Ducks in a Row

It’s time to get your ‘ducks in a row’ to be well prepared to meet the challenge of changing regulation and standards that are harmonizing requirements around a patient centric quality outcome.  Accountable leaders have more responsibility placed upon them now than ever before, requiring a high-performance Quality Management System (QMS) to enable the delivery of the operational results that their stakeholders expect.  Additionally, beyond a clear patient centric safety focus, there exists ever increasing market pressures due to dynamics associated with the healthcare payer system that will demand economic value on a fast approaching horizon.  A patient centric focus that delivers both safety and value will require absolute management control to ensure the satisfaction of regulatory stakeholders and business stakeholders alike.

The European Union Medical Device Regulation (EU MDR) is a great example of significant change.  The purpose of the EU MDR is to ensure safety, control, and transparency of the quality of medical device products. EU MDR clearly requires manufacturers to be more accountable for quality across a product’s lifecycle, and they expect this to be accomplished through the QMS… 

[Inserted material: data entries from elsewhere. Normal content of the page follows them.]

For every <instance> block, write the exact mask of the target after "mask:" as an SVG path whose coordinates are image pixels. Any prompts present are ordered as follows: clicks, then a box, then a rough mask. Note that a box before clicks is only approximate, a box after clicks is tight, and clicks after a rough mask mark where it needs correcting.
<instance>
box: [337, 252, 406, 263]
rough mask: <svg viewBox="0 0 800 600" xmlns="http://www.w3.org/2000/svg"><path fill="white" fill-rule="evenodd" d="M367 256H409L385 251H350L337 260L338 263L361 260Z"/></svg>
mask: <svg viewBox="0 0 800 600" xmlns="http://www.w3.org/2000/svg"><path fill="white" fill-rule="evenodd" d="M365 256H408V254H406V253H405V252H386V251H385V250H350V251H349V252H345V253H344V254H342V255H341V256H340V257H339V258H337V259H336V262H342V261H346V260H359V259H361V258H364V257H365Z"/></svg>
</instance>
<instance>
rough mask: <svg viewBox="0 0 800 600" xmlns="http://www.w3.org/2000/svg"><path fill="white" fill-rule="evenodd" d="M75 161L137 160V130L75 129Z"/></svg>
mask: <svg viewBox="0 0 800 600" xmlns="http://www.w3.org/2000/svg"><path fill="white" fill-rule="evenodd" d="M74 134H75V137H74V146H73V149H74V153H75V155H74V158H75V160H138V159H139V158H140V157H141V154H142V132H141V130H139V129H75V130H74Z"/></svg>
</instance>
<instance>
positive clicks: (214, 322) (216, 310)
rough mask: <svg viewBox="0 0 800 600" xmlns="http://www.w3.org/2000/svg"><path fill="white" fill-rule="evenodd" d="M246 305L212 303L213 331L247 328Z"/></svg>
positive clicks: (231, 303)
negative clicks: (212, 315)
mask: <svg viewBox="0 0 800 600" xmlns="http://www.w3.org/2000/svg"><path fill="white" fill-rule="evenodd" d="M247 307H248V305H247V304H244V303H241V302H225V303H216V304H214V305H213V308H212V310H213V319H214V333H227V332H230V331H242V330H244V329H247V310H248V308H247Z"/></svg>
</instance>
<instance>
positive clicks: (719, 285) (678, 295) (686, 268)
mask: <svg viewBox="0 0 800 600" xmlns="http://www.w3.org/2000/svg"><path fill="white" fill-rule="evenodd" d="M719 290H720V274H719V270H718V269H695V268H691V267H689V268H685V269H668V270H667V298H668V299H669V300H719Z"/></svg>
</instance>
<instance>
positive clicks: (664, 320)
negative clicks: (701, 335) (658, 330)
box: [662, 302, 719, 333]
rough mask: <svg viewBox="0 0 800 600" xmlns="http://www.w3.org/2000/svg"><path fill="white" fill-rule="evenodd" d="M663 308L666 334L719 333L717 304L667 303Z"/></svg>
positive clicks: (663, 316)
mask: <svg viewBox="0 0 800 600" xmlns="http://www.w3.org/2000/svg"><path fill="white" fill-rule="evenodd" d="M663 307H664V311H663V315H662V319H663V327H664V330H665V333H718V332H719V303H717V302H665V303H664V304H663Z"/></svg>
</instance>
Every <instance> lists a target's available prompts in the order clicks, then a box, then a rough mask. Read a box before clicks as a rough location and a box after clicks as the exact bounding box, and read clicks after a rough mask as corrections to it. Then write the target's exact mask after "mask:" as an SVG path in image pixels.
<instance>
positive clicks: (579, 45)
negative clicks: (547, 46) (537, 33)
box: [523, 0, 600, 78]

Chapter 2 - Article 10, General Obligations of Manufacturers:  The quality management system shall cover all parts and elements of a manufacturer's organization dealing with the quality of processes, procedures and devices. It shall govern the structure, responsibilities, procedures, processes and management resources required to implement the principles and actions necessary to achieve compliance with the provisions of this Regulation.

Management control requires a sound strategy to measure, monitor, report, review and improve the QMS.  This cannot be accomplished using KPIs as a primary process and/or product measurement mechanism.  Management control is derived through the strategic use of a structured measurement system and sound data analytics program, capable of providing the visibility necessary to manage dynamic organizations within a complex environment.  Such a system will enable responsible management to make informed decisions, correcting the biases inherent in subjective human observation.  The information provided by properly measuring the performance of the system will yield value to an organization through improved leadership and organizational focus.

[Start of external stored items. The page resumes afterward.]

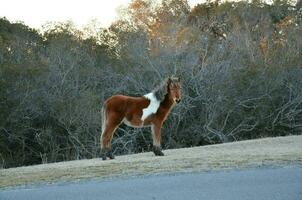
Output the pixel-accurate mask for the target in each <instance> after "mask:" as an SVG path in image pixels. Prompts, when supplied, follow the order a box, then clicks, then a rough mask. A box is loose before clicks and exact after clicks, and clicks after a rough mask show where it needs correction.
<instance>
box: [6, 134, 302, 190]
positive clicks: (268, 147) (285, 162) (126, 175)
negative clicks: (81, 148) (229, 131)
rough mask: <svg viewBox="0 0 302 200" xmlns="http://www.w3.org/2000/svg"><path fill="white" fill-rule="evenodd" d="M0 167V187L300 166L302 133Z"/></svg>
mask: <svg viewBox="0 0 302 200" xmlns="http://www.w3.org/2000/svg"><path fill="white" fill-rule="evenodd" d="M164 153H165V156H164V157H155V156H154V155H153V153H151V152H148V153H140V154H134V155H126V156H117V157H116V159H115V160H107V161H102V160H101V159H90V160H77V161H69V162H60V163H51V164H43V165H35V166H28V167H18V168H11V169H1V170H0V188H5V187H10V186H17V185H25V184H33V183H41V182H42V183H52V182H56V181H76V180H81V179H89V178H109V177H116V176H138V175H146V174H153V173H165V172H172V173H174V172H188V171H189V172H195V171H208V170H219V169H230V168H246V167H261V166H286V165H301V166H302V135H301V136H288V137H277V138H265V139H258V140H249V141H241V142H233V143H226V144H219V145H210V146H203V147H194V148H184V149H173V150H166V151H164Z"/></svg>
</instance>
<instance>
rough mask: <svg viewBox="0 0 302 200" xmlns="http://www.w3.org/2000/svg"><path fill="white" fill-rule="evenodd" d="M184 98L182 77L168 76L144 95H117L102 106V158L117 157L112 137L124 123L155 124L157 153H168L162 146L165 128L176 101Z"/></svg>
mask: <svg viewBox="0 0 302 200" xmlns="http://www.w3.org/2000/svg"><path fill="white" fill-rule="evenodd" d="M180 100H181V92H180V79H179V78H178V77H174V76H171V77H168V78H166V79H165V80H164V81H163V82H162V83H161V84H160V85H159V86H157V87H156V88H155V89H154V90H152V91H151V92H150V93H148V94H146V95H143V96H141V97H131V96H125V95H114V96H111V97H110V98H108V99H107V100H106V101H105V102H104V104H103V106H102V113H101V114H102V134H101V138H100V142H101V157H102V159H103V160H106V159H107V157H108V158H110V159H114V155H113V152H112V149H111V140H112V137H113V134H114V132H115V130H116V129H117V128H118V127H119V125H120V124H122V123H124V124H126V125H127V126H130V127H135V128H142V127H151V134H152V139H153V149H152V150H153V153H154V154H155V156H164V153H163V152H162V149H161V131H160V130H161V127H162V125H163V123H164V121H165V120H166V119H167V117H168V114H169V113H170V111H171V109H172V108H173V107H174V105H175V104H177V103H179V102H180Z"/></svg>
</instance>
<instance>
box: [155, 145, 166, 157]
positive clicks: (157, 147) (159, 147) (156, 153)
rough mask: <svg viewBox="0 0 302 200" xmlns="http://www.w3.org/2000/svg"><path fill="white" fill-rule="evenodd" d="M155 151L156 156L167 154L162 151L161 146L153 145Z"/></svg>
mask: <svg viewBox="0 0 302 200" xmlns="http://www.w3.org/2000/svg"><path fill="white" fill-rule="evenodd" d="M153 153H154V154H155V155H156V156H164V155H165V154H164V153H163V152H162V151H161V148H160V147H157V146H153Z"/></svg>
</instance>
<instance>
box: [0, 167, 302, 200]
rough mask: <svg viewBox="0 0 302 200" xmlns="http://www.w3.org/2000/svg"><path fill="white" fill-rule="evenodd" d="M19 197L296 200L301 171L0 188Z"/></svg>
mask: <svg viewBox="0 0 302 200" xmlns="http://www.w3.org/2000/svg"><path fill="white" fill-rule="evenodd" d="M0 178H1V177H0ZM19 199H20V200H21V199H22V200H27V199H28V200H53V199H60V200H61V199H64V200H65V199H68V200H80V199H83V200H84V199H85V200H94V199H96V200H102V199H104V200H128V199H129V200H136V199H137V200H145V199H148V200H158V199H169V200H195V199H196V200H203V199H204V200H237V199H238V200H249V199H251V200H302V167H286V168H275V169H273V168H260V169H244V170H230V171H220V172H208V173H184V174H175V175H155V176H145V177H139V178H133V177H129V178H115V179H111V180H105V181H104V180H103V181H101V180H99V181H97V180H93V181H81V182H77V183H56V184H51V185H35V186H26V187H18V188H12V189H6V190H0V200H19Z"/></svg>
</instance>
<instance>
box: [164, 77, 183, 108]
mask: <svg viewBox="0 0 302 200" xmlns="http://www.w3.org/2000/svg"><path fill="white" fill-rule="evenodd" d="M167 85H168V94H169V95H170V98H171V99H172V100H173V101H174V102H176V103H179V102H180V100H181V94H180V79H179V78H178V77H174V76H172V77H169V78H168V81H167Z"/></svg>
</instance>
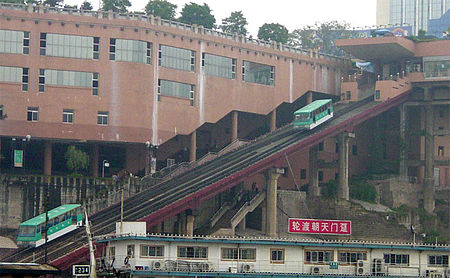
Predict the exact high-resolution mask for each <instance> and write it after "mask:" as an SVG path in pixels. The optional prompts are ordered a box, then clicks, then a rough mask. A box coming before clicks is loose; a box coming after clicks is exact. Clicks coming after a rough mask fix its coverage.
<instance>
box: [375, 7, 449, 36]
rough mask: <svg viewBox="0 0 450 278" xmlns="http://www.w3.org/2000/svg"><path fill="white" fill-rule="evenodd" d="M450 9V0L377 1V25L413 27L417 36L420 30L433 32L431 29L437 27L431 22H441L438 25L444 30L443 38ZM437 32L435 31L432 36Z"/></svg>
mask: <svg viewBox="0 0 450 278" xmlns="http://www.w3.org/2000/svg"><path fill="white" fill-rule="evenodd" d="M449 8H450V1H449V0H377V25H393V26H401V25H411V26H412V27H413V34H414V35H417V34H418V32H419V30H425V31H431V30H430V27H431V26H436V23H435V22H433V23H431V22H432V21H433V20H438V21H439V20H440V23H437V25H439V27H438V28H443V29H442V30H441V31H440V36H442V31H446V30H447V28H448V25H449V24H448V23H449V21H448V16H447V17H444V15H445V13H446V12H447V11H448V10H449ZM444 18H447V20H445V19H444ZM444 22H447V24H444ZM444 25H446V26H444ZM435 32H436V31H434V29H433V33H432V34H435Z"/></svg>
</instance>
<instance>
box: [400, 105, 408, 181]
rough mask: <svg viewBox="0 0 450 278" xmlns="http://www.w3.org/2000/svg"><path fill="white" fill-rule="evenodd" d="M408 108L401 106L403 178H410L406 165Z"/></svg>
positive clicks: (404, 178) (401, 126) (401, 165)
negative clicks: (407, 108) (407, 120)
mask: <svg viewBox="0 0 450 278" xmlns="http://www.w3.org/2000/svg"><path fill="white" fill-rule="evenodd" d="M406 109H407V108H406V106H405V105H404V104H402V105H400V106H399V112H400V166H399V175H400V177H401V178H403V179H406V178H407V177H408V166H407V164H406V162H407V159H408V152H407V143H406V136H405V131H406Z"/></svg>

Ensuring a high-performance Quality Management System can best be accomplished through the utilization of improved management control mechanisms that both measure and improve the systemic constraints associated with providing high quality products through processes that are well executed by qualified people.  To do this it is essential to have a QMS performance measurement strategy that quantifies management control in terms of people, process and product by focusing on:

·       The quality of the design and interaction of the system of QMS processes

·       The skillset, training, competency and organizational management of the people who execute the QMS processes

·       The quality of the marketed product, resultant from QMS management control

The measurement of QMS performance must ensure the provision of an understanding of the operational ‘quality’ of the Quality System, built upon the foundation of three tenants.

·       First, the stakeholders, whether they are regulatory stakeholders or business stakeholders, require that the Quality System is compliant to the regulation or standards that the company must adhere to.

·       Second, the processes within the Quality System must be effective at obtaining the results that are expected of them.

·       Third, the business stakeholders have an expectation that those processes are efficient in operational execution.

A thorough understanding of the quality of the Quality Management System, through measurement of the of Quality System and the quality of the results it provides, is required to enable the management team to minimize risk to the patient, reduce the regulatory risk to the organization, and provide value to the market.